Is DOM rendering GUARANTEED to block during a single (synchronous) function's execution?

According to various sources, getting the position or size of a DOM element will trigger a reflow of the output if necessary, so that the returned values are correct. As a matter of fact, reading the offsetHeight of an element has become a way to force a reflow, as reported by Alexander Skutin and Daniel Norton.

Paul Irish gives a list of several actions that cause a reflow. Among them are these element box metrics methods and properties:

  • elem.offsetLeft, elem.offsetTop, elem.offsetWidth, elem.offsetHeight,
  • elem.offsetParent elem.clientLeft, elem.clientTop, elem.clientWidth,
  • elem.clientHeight elem.getClientRects(), elem.getBoundingClientRect()
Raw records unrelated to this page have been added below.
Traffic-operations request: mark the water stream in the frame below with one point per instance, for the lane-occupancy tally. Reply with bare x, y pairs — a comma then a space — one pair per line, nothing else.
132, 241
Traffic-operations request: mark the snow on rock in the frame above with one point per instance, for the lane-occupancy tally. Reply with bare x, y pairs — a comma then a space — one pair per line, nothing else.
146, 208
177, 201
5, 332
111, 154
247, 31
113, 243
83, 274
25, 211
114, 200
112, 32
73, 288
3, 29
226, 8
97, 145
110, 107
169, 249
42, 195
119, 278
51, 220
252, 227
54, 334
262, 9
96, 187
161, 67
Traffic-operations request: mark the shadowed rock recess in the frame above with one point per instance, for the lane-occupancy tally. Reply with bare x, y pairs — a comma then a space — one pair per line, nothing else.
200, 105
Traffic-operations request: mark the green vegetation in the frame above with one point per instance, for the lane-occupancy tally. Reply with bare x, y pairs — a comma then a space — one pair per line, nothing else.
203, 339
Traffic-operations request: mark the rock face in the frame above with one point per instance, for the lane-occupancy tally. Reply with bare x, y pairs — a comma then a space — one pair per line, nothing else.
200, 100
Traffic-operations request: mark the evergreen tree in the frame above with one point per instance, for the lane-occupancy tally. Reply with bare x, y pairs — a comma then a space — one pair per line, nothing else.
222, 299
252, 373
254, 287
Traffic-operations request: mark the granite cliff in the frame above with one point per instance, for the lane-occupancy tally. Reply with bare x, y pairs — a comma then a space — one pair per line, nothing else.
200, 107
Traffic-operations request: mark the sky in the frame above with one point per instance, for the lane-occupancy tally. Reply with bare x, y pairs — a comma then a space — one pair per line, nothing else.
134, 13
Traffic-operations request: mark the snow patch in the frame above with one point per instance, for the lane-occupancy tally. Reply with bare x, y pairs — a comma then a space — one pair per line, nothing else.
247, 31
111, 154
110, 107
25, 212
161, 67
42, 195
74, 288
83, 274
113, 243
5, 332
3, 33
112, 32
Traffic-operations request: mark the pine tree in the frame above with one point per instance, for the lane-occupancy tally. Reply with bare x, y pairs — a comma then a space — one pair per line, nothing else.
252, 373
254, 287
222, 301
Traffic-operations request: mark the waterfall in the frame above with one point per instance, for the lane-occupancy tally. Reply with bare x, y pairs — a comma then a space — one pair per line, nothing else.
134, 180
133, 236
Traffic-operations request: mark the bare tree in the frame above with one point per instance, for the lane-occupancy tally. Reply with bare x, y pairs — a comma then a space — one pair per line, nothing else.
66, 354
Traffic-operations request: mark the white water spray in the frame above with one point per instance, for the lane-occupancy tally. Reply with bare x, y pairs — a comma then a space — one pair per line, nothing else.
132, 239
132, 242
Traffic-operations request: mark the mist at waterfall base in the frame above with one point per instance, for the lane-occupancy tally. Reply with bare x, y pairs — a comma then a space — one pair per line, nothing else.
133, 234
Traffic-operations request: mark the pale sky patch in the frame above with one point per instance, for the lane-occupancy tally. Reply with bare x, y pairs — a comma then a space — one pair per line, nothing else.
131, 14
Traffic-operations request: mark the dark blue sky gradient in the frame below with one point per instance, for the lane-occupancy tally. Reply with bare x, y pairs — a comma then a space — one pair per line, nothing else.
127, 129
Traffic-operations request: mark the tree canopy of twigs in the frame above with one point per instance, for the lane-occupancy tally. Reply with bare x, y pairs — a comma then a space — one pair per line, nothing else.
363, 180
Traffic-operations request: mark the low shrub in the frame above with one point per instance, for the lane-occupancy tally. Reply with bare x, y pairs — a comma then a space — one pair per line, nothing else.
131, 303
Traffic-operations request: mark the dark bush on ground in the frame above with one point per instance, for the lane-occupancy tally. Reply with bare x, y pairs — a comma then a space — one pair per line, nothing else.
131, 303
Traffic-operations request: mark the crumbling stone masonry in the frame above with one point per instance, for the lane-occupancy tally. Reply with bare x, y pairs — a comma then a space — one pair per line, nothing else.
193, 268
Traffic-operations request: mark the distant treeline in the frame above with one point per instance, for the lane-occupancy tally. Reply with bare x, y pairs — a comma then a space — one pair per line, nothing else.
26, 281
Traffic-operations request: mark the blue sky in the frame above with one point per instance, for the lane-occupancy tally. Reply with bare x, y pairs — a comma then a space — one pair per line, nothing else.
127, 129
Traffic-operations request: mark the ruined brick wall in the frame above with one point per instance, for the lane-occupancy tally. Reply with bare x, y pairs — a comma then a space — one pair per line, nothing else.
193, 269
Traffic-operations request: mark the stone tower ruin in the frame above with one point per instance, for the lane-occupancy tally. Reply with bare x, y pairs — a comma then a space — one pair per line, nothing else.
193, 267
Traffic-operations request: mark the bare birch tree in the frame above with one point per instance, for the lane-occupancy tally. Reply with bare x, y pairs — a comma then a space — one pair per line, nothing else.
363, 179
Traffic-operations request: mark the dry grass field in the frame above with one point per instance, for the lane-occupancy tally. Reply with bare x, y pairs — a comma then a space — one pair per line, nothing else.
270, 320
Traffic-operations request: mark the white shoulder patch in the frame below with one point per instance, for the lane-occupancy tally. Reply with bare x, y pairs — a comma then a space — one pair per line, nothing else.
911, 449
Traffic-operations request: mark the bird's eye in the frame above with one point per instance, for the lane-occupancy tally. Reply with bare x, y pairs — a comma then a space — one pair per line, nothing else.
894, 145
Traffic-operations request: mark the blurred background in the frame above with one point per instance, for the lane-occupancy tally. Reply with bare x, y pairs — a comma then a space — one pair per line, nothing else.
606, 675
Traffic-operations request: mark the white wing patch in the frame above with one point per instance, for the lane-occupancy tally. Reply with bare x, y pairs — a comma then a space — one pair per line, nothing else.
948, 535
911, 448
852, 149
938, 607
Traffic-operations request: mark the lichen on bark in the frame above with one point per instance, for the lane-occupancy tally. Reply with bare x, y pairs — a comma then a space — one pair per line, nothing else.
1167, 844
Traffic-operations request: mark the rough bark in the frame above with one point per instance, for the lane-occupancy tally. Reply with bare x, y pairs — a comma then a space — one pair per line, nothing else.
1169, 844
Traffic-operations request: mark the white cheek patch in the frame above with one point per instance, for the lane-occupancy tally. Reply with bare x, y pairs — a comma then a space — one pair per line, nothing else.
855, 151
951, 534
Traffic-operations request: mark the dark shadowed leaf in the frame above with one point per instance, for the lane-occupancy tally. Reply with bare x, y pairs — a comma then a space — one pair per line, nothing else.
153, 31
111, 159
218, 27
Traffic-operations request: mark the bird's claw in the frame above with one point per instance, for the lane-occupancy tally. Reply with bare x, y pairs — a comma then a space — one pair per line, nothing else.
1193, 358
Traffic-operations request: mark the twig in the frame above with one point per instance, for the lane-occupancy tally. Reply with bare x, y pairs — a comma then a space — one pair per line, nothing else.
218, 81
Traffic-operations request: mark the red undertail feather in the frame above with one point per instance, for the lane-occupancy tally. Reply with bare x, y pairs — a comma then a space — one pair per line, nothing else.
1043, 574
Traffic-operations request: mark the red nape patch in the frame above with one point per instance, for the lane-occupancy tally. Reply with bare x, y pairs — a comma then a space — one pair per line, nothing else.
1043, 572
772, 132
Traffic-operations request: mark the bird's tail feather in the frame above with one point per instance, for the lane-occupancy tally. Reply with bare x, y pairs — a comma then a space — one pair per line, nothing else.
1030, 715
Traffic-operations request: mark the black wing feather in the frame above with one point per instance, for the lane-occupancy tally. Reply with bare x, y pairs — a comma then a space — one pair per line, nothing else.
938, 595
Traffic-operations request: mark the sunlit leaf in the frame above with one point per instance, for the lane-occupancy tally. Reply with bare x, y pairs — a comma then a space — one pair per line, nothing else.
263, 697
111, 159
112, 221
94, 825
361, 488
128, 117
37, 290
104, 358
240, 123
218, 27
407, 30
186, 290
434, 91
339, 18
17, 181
Stoyan Stefanov describes strategies used by browsers to optimize reflows (e.g. queueing DOM changes and performing them in batches), and adds the following remark:

But sometimes the script may prevent the browser from optimizing the reflows, and cause it to flush the queue and perform all batched changes. This happens when you request style information, such as

  1. offsetTop, offsetLeft, offsetWidth, offsetHeight
  2. scrollTop/Left/Width/Height
  3. clientTop/Left/Width/Height
  4. getComputedStyle(), or currentStyle in IE

All of these above are essentially requesting style information about a node, and any time you do it, the browser has to give you the most up-to-date value. In order to do so, it needs to apply all scheduled changes, flush the queue, bite the bullet and do the reflow.


There is nothing in Javascript related to concurrency that is anything but de facto. JS simply does not define a concurrency model. Everything is happy accident or years of consensus.

That said, if your function does not make any calls to weird things like XMLHttpRequest or "alert" or something like that, you can basically treat it as single-threaded with no interrupts.